Les consonnes rétroflexes sont largement absentes des langues indigènes des Amériques, à l'exception de l'extrême sud de l'Amérique du Sud, une zone du sud-ouest des États-Unis comme en Hopi et O'odham , et en Alaska et dans le territoire du Yukon comme dans les langues athapascanes Gwich'in et Hän . Dans les langues africaines, les consonnes rétroflexes sont également rares, mais on les trouve dans quelques langues nilo-sahariennes , ainsi que dans la langue bantoue Makhuwa et dans quelques autres variétés. Dans le sud-ouest de l'Éthiopie, des consonnes rétroflexes phonémiquement distinctes se trouvent dans Bench et Sheko , deux langues omotiques contiguës, mais pas étroitement liées .

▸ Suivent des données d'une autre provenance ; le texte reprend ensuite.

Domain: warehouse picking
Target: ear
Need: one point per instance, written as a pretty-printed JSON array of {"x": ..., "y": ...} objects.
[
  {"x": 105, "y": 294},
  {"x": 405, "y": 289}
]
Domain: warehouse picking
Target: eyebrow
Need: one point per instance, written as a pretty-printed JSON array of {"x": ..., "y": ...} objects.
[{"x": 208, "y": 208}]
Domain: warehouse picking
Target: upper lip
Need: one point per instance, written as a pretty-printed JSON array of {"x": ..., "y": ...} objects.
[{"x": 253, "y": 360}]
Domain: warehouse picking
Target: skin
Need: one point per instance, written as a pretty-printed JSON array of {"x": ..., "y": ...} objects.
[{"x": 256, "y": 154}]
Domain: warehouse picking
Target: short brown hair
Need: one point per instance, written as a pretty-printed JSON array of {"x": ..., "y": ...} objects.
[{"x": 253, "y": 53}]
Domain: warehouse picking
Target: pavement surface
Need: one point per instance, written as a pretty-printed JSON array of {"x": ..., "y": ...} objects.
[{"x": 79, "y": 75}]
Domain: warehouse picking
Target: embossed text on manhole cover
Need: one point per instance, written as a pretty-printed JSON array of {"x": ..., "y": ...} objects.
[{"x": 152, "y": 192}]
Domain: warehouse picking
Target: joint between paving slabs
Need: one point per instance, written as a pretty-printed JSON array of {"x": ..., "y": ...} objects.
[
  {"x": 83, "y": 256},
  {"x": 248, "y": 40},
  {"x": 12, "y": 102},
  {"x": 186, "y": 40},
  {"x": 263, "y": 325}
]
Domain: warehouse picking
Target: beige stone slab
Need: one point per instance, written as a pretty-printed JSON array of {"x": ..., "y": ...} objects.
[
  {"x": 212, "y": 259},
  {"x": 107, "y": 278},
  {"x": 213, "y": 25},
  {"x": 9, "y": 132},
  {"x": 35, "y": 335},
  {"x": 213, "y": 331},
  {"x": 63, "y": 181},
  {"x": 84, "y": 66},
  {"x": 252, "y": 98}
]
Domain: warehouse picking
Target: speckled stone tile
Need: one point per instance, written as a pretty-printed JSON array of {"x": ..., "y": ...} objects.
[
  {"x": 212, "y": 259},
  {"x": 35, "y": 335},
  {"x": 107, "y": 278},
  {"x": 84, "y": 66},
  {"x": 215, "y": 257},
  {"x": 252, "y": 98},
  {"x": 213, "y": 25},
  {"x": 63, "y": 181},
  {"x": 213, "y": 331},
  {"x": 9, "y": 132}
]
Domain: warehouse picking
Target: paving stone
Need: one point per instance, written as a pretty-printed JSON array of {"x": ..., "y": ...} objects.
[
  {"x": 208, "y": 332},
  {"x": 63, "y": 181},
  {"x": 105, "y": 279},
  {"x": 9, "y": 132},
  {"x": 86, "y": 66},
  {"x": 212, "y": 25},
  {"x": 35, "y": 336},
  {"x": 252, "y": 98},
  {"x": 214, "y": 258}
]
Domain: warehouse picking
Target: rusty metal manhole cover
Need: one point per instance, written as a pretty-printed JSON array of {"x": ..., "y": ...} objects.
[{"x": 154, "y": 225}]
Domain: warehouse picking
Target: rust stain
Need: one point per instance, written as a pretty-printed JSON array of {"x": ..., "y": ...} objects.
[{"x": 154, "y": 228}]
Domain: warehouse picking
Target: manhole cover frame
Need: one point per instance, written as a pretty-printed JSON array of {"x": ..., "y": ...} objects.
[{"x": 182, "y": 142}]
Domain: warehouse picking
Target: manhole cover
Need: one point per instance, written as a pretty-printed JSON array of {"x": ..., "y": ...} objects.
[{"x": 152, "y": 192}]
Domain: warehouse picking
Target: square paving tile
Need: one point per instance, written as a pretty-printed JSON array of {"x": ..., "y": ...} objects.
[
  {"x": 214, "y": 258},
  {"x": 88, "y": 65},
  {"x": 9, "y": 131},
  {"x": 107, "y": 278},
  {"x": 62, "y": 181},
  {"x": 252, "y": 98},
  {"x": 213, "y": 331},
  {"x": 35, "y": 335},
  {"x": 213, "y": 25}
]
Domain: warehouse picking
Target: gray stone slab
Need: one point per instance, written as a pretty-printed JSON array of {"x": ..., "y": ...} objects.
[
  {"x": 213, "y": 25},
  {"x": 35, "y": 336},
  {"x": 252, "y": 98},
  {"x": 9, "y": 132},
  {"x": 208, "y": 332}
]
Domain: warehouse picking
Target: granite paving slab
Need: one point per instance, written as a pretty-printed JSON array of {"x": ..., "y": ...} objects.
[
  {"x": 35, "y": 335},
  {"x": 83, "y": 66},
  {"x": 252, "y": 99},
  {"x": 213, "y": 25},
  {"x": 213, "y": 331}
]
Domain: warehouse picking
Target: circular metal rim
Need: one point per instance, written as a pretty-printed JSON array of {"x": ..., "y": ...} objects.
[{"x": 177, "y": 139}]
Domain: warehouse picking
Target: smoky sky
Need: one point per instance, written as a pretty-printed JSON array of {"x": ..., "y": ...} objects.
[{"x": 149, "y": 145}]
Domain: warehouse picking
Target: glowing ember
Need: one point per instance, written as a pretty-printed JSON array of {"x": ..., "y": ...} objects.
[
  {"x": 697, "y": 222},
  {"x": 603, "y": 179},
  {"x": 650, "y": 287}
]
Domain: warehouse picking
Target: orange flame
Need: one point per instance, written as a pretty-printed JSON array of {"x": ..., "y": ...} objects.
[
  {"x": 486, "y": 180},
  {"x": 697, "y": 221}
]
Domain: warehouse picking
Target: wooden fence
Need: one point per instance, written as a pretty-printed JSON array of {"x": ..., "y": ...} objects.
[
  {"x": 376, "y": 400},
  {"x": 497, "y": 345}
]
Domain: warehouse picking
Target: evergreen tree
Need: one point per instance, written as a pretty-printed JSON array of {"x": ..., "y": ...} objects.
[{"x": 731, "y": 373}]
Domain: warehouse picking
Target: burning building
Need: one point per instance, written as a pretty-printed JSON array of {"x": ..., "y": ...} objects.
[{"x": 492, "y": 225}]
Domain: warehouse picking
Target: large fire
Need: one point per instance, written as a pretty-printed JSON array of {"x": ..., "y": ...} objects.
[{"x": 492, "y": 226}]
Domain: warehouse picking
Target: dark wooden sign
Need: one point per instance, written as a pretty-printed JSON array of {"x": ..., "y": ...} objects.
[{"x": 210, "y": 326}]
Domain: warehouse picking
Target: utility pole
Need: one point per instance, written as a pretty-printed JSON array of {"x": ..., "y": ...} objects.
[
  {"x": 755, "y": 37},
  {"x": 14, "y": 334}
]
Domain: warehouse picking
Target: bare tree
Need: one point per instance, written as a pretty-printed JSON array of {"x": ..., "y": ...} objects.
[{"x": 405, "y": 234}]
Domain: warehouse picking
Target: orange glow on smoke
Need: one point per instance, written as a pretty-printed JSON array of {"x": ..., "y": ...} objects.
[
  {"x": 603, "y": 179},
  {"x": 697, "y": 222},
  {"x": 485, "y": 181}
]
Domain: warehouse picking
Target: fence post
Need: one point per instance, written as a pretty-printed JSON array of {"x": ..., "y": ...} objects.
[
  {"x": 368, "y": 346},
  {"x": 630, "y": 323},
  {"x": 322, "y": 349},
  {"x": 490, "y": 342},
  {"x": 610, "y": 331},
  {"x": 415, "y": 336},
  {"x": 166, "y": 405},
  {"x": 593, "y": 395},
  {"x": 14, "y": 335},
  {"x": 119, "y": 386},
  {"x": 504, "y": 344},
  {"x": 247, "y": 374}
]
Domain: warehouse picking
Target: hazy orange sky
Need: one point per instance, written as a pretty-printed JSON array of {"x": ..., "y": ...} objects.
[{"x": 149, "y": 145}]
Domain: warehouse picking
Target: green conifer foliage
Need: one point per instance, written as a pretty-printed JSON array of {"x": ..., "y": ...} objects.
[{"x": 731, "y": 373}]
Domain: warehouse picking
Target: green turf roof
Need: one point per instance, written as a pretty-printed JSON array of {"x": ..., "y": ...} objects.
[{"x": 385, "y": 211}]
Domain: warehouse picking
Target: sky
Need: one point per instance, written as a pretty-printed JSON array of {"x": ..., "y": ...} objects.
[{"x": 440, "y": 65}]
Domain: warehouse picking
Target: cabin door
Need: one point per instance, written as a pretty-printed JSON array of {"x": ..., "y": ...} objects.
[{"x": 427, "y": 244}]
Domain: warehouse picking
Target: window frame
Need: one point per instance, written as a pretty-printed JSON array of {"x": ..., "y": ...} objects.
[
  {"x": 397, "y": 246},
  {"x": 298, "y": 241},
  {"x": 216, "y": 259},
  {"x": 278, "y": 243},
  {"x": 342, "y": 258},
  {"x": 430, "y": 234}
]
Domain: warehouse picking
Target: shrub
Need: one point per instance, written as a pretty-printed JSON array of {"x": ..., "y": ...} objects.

Il existe plusieurs consonnes rétroflexes qui sont implicites selon l' Association phonétique internationale . Dans leur manuel , ils donnent l'exemple de [ᶑ] , une implosive rétroflexe, mais lorsqu'ils ont demandé une extension de la couverture de l' alphabet phonétique international par Unicode en 2020, ils ont soutenu l'ajout de variantes en exposant non seulement de [ᶑ] mais aussi des fricatives latérales rétroflexes [ꞎ] et [𝼅] , du rabat latéral rétroflexe [𝼈] et du déclic rétroflexe [𝼊] . (Voir Latin Extended-F .) Les fricatives latérales sont explicitement prévues par extIPA .
La plupart de ces sons ne sont pas courants, mais ils se produisent tous. Par exemple, la langue Iwaidja du nord de l'Australie a un battement latéral rétroflexe [𝼈] ( [ɺ̢] ) ainsi qu'un tapotement rétroflexe [ɽ] et une approximation latérale rétroflexe [ɭ] ; et la langue dravidienne Toda a une fricative latérale rétroflexe subapicale [ꞎ] ( [ɭ̊˔] ) et un trille rétroflexe [ɽr] . Il a été signalé que la langue Ngad'a de Flores avait une implosive rétroflexe [ᶑ] . Des clics rétroflexes subapicales se produisent dans le !Kung central , et peut-être dans le Damin .
La plupart des langues à sons rétroflexes n'ont généralement qu'un seul son rétroflexe avec un mode d'articulation donné . Une exception cependant est la langue Toda , avec une distinction à double sens parmi les sifflantes rétroflexes entre les sifflantes apicales (post)alvéolaires et les sifflantes subapicales palatines.